En novembre 2021, Emmanuel Macron annonce que la réforme des retraites est reportée après l’élection présidentielle de 2022. Elisabeth Borne, alors ministre du travail, déclare que la création d’un régime universel par points est abandonnée : exit, donc, la réforme structurelle. Le gouvernement de Jean Castex, puis celui d’Elisabeth Borne, s’orientent alors vers une simple réforme paramétrique, qui ne change rien sur le fond, mais modifie certains paramètres : l’âge légal de départ à la retraite – auquel, en 2017, Emmanuel Macron s’était engagé à ne pas toucher – est reporté à 64 ans et la mise en œuvre de la loi Touraine de 2014, portant à 43 ans la durée de cotisation nécessaire pour percevoir une retraite à taux plein, est accélérée. Malgré de nouvelles oppositions, grèves et manifestations émaillées de violences, cette réforme a minima est adoptée par l’Assemblée nationale le 20 mars 2023 (le gouvernement ayant de nouveau recouru à l’article 49.3) et promulguée le mois suivant dans la loi de financement rectificative de la Sécurité sociale pour 2023 portant réforme des retraites. Cette réforme paramétrique permet de gagner du temps, sans rien résoudre durablement.

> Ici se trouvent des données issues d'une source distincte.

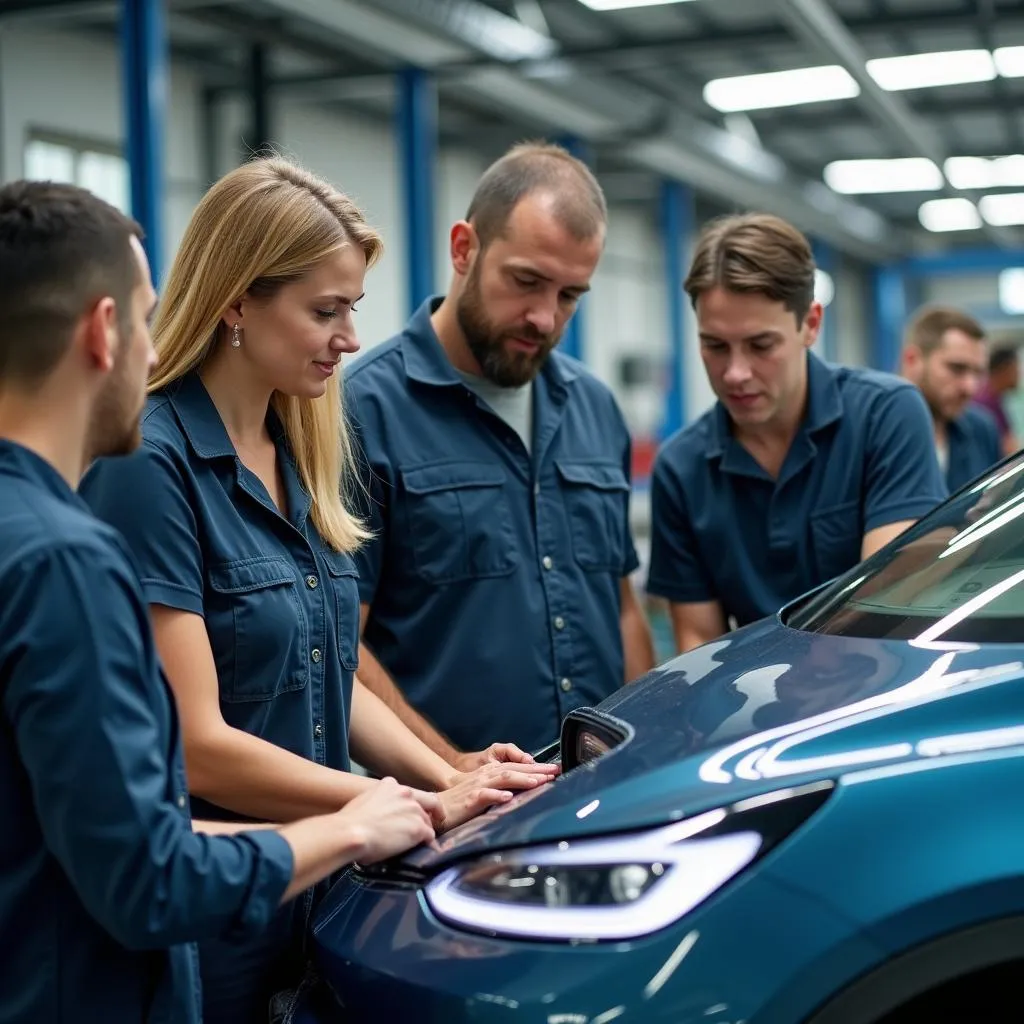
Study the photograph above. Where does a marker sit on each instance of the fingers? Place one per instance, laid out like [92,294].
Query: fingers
[505,770]
[509,752]
[428,801]
[512,778]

  • 2025 : François Bayrou repasse la « patate chaude » des retraites à un « conclave » des organisations syndicales et patronales.

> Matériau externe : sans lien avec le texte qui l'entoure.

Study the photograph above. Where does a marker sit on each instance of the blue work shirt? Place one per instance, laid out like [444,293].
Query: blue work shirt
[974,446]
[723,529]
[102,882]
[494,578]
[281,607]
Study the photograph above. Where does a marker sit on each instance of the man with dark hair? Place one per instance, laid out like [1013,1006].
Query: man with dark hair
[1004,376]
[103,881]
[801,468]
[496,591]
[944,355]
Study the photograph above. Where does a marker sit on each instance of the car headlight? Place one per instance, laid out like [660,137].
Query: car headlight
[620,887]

Mais les oppositions ne désarment pas. La problématique des retraites, nouée autour du report de l’âge légal de départ à 64 ans, continue à envenimer le débat public, entraînant la chute du gouvernement Barnier en décembre 2024. François Bayrou, qui lui succède, imagine de passer la " patate chaude " des retraites à un « conclave » de partenaires sociaux, incluant les syndicats, qui ont compté jusqu’alors parmi les principaux opposants aux tentatives de réforme et n’ont en tête que la protection des régimes spéciaux de retraites du secteur public, en particulier ceux des fonctionnaires. L’échec est prévisible, mais la manœuvre permet à Bayrou de tenir neuf mois à Matignon. Il démissionne en septembre 2025, faute d’avoir obtenu la confiance de l’Assemblée nationale et après avoir brossé un tableau apocalyptique, mais malheureusement réaliste, de la situation financière d’un État français en faillite.

  • Tout ça pour ça !

Le mois suivant, c’est au tour de son successeur, Stéphane Lecornu, de démissionner, 36 heures après la formation de son gouvernement. Emmanuel Macron accepte sa démission, mais lui demande de rester à Matignon quelques jours de plus, pour tenter de sortir de l’impasse politique dans laquelle la France se trouve engluée. Dans ces circonstances, Elisabeth Borne suggère de « suspendre » la réforme des retraites. Cette proposition vise à se concilier les faveurs du parti socialiste afin d’essayer de dégager une coalition de fortune pour gouverner le pays. Sébastien Lecornu lui-même n’écarte pas cette idée, mais déclare qu’il faudrait « trouver un chemin pour que le débat ait lieu sur cette réforme des retraites ». Ce qui était déjà l’objet du « conclave » de François Bayrou…

Plus question, donc, de tenter de remédier à la faillite de l’État. Tant pis si les créanciers s’effraient et si les taux d’intérêt de la dette explosent : ce sont les intérêts politiciens qui priment. Quant aux retraites, si la réforme Borne est suspendue, on n’en sera pas seulement revenu à la case départ : non seulement aucune amélioration n’aura été réalisée depuis 2017, mais la situation se sera encore considérablement aggravée, en raison de la dégradation de la conjoncture financière et économique française.

Au bout de cette guignolade, les retraites sont sacrifiées aux égoïsmes politiques et syndicaux et condamnées à servir de variable d’ajustement aux finances exsangues de l’État, au détriment des cotisants et des retraités.